I am also most grateful to hear that his honourable friend Mr. Freeman will be addressing the National Schizophrenia Fellowship; he will make a Statement on the detail as regards the severely mentally ill which is still awaited. I hope that the not so severely mentally ill will also be included. The term covers a wide range of people and I hope that he will not be as restrictive as that. In general I welcome what we have heard today.
§ Lord HenleyMy Lords, I thank my noble friend for those remarks. I do not know what my honourable friend Mr. Freeman will be saying. However, knowing the noble Lord's interest and having listened carefully to the discussions on his Schizophrenia After-Care Bill when it was going through this House, I think it very likely that tomorrow he will be there to listen to my honourable friend's speech and take note of what he says.
§ The Lord Privy Seal (Lord Belstead)My Lords, this has been a very long Statement and it is quite understandable that the House has wanted to take the length of time that it did to discuss it. Nevertheless, we have been discussing it for half an hour. Perhaps I may suggest that we now take the next intervention, that of the noble Lord, Lord Seebohm, and then pass on to the next business.
§ Lord SeebohmMy Lords, I shall be brief. I speak in my capacity as president of Age Concern. The announcement that we have heard today comes as a very great relief to me and, I am sure, to all my colleagues in Age Concern. My main worry is whether we shall have sufficient funds to undertake all the training and retraining that will be necessary as well as the other facilities that will be required in setting up this new system. I think that that will be very important.
It may be of some small interest to the House to learn that after nearly 20 years on the 24th of this month I shall be handing over the presidency of Age Concern to Sir Roy Griffiths.
§ Lord HenleyMy Lords, I thank the noble Lord for his comments. As regards funding, I cannot add to what I have already said. We spend a great deal on community care, and funding has been rising steadily throughout the past decade. Of course, Her Majesty's Government will ensure that adequate funding is made available.
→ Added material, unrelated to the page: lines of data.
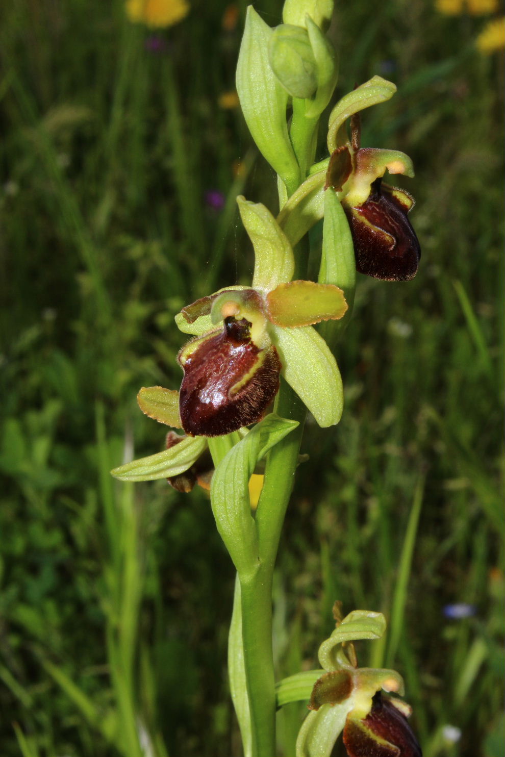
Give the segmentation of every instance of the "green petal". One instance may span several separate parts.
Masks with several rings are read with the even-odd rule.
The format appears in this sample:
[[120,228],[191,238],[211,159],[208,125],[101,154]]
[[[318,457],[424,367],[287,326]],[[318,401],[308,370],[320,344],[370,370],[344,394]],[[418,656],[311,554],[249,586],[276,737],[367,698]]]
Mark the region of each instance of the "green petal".
[[296,26],[306,26],[307,16],[320,26],[327,29],[333,14],[333,0],[285,0],[282,7],[282,20]]
[[270,328],[282,375],[323,428],[338,423],[344,407],[338,366],[329,347],[312,326]]
[[261,203],[237,198],[240,217],[254,248],[253,286],[273,289],[291,280],[295,271],[293,250],[270,211]]
[[332,284],[290,282],[267,295],[268,317],[278,326],[307,326],[338,319],[347,309],[342,290]]
[[242,286],[239,284],[223,287],[214,292],[214,294],[202,297],[199,300],[192,302],[190,305],[183,307],[181,312],[176,316],[175,320],[177,328],[183,334],[203,336],[204,334],[214,328],[214,324],[210,318],[214,300],[224,291],[235,291],[248,288],[248,287]]
[[389,100],[396,92],[396,85],[382,76],[373,76],[345,95],[332,111],[328,122],[328,151],[330,154],[339,147],[337,135],[340,127],[354,113]]
[[125,466],[114,468],[112,475],[120,481],[155,481],[179,475],[191,468],[207,447],[207,439],[201,436],[188,436],[170,450],[156,455],[132,460]]
[[324,185],[326,171],[319,171],[306,179],[285,204],[277,223],[293,247],[324,213]]
[[298,182],[298,164],[286,122],[288,92],[277,81],[268,61],[273,30],[250,5],[245,20],[236,86],[249,131],[263,157],[290,185]]
[[137,394],[139,407],[149,418],[173,428],[181,428],[179,392],[162,386],[143,386]]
Lord WinstanleyMy Lords, I should like to put two brief and specific questions to the noble Lord before we proceed to other business. First, since local authorities will be given the resources to provide community care rather than merely the opportunity to take the blame for community care not being provided, does he think that it would be helpful if a named and known local government officer were to be made responsible for this work? If so, does that mean that there is now a case for restoring the old and much respected office of medical officer of health in local government? The medical officer of health carried out many of the new functions which the noble Lord has just described, saying that local authorities will have to undertake them.
Secondly, can the noble Lord confirm the new arrangements for ensuring that mentally ill patients are not discharged from hospital until the community care arrangements are in place? Will those new arrangements come into force tomorrow, after the Minister speaks, or will they have to wait until 1991?
§ Lord HenleyMy Lords, with regard to the noble Lord's first question, I should have thought that what they call the officer is a matter for the local authorities. In my view the title director of social services is just as good as chief medical officer but I leave that matter to the local authorities.
So far as concerns discharges from hospitals, I can only repeat that the position remains the same. No one should be discharged from hospital until adequate care arrangements are available. That has always been the case.